As I moved and settled into a new home and job over the summer, I continued to imagine starting and running my own organizing business. Somewhere along the way, I also started learning how to be less wasteful in my everyday life.

I really don't know how or why it started. It was like a switch just flipped. I've been privately calling it "Zero Waste Woke."

I've been concerned about the planet for a long time, and I've always done my best to recycle. But I guess I just started to see all the other ways I was still being wasteful on a day to day basis.

The KonMari Method absolutely played a part in this too.

It has helped me cultivate so much gratitude - not just for my belongings or the beautiful life I have, but for our planet and everything she provides. I wanted to start living a life that truly reflected the gratitude I feel.

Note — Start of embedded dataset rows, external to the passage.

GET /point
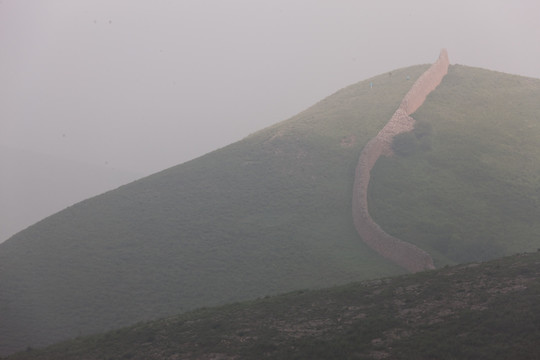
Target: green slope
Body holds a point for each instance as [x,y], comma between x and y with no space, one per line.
[473,193]
[268,214]
[475,311]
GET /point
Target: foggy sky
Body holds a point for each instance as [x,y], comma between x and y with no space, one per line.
[140,85]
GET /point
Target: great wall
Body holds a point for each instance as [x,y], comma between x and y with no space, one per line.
[406,255]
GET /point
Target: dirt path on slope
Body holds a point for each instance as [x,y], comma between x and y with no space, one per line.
[406,255]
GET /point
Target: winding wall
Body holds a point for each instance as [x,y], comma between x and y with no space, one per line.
[406,255]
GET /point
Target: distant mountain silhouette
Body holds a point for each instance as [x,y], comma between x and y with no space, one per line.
[272,212]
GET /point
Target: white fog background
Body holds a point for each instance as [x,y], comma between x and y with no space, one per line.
[94,94]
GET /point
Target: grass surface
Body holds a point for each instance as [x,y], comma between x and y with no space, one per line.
[474,192]
[268,214]
[272,213]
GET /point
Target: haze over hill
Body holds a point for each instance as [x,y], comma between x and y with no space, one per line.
[144,86]
[34,186]
[272,213]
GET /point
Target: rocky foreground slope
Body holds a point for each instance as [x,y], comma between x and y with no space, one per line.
[473,311]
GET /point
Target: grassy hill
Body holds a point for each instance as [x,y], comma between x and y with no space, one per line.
[268,214]
[272,213]
[473,193]
[474,311]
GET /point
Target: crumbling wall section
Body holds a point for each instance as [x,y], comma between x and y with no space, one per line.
[406,255]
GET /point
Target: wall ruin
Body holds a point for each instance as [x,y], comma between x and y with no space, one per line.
[406,255]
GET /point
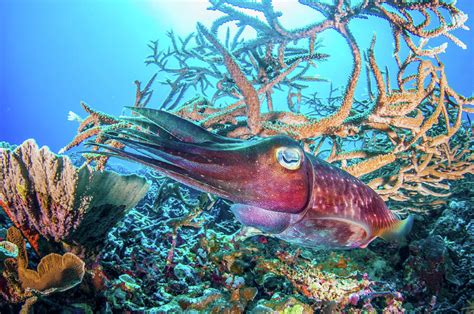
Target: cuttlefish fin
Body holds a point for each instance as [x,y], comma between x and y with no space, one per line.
[264,220]
[246,232]
[397,230]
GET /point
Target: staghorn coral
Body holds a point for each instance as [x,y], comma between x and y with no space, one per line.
[52,201]
[404,139]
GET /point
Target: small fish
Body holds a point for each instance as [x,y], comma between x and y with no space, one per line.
[72,116]
[275,185]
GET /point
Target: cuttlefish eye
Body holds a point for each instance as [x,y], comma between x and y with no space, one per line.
[289,157]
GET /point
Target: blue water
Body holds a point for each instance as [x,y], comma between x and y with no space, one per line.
[53,54]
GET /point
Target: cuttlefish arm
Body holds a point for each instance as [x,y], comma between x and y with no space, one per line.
[275,186]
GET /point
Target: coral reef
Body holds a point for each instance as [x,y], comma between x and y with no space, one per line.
[180,251]
[404,141]
[52,201]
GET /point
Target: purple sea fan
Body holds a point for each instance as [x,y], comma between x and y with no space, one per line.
[51,200]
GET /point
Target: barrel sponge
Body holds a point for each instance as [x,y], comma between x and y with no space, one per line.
[45,194]
[54,273]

It has also helped me see how much I truly don't need, how many things actually don't spark joy. That realization, coupled with learning how to use what I already have or make things myself, has thrust me into a completely new chapter of my life, which feels more aligned with my purpose than anything else ever has.

I think this is always what I was meant to do. From a young age, I took it upon myself to organize my room, which I shared with my sister. It ultimately always fell back into disarray, but I never stopped trying. My talent for organizing was noticed by my family, who would often ask for my help organizing different areas or items in the house.

It wasn't until college that my knack for organizing fell to the wayside. And even then, I was only messy when I would return home for breaks and I had nowhere to put my belongings. My sister had completely taken over my old dresser and part of the closet. So the contents of my suitcase would remain a jumbled mess and spill onto the floor of what was now her room.

Knowing now how important it is for individuals to have their own space and a designated place for their own belongings - it's no wonder I couldn't keep things organized during holiday breaks at home.

For me, the progression from KonMari to zero-waste felt natural. And I believe it can feel that way for others. I am passionate about organizing, and I am passionate about living a life that reduces waste and harm to the planet. There's no reason these two passions should live in silos.

It is not a lifestyle that is achieved overnight or may ever reach perfection. But that is no reason not to try.

Ok, Jacqui - but why start your own business? Great question!

Running my own business has been a dream of mine for a very long time. I used to want to own a bakery. I thought about starting a travel business that would plan every detail and all the logistics - down to packing - for my clients. I honestly still might do that, we'll see.

Starting this business, though - organizing and sustainability coaching - feels so right. I know I have something to offer others, something others will pay me for. I have already seen the impact my services and talent have had on my clients. I can't wait to share their progress with y'all and continue to help others put their lives in order.

I also want the freedom that comes along with running my own business. From financial freedom, to making my own schedule, to not having to answer to anyone but myself.

Ultimately, my "why" is that I've never felt so lit up or aligned by anything like this before. I know this is what I'm meant to do. I hope each and every one of you are able to find something that does the same for you.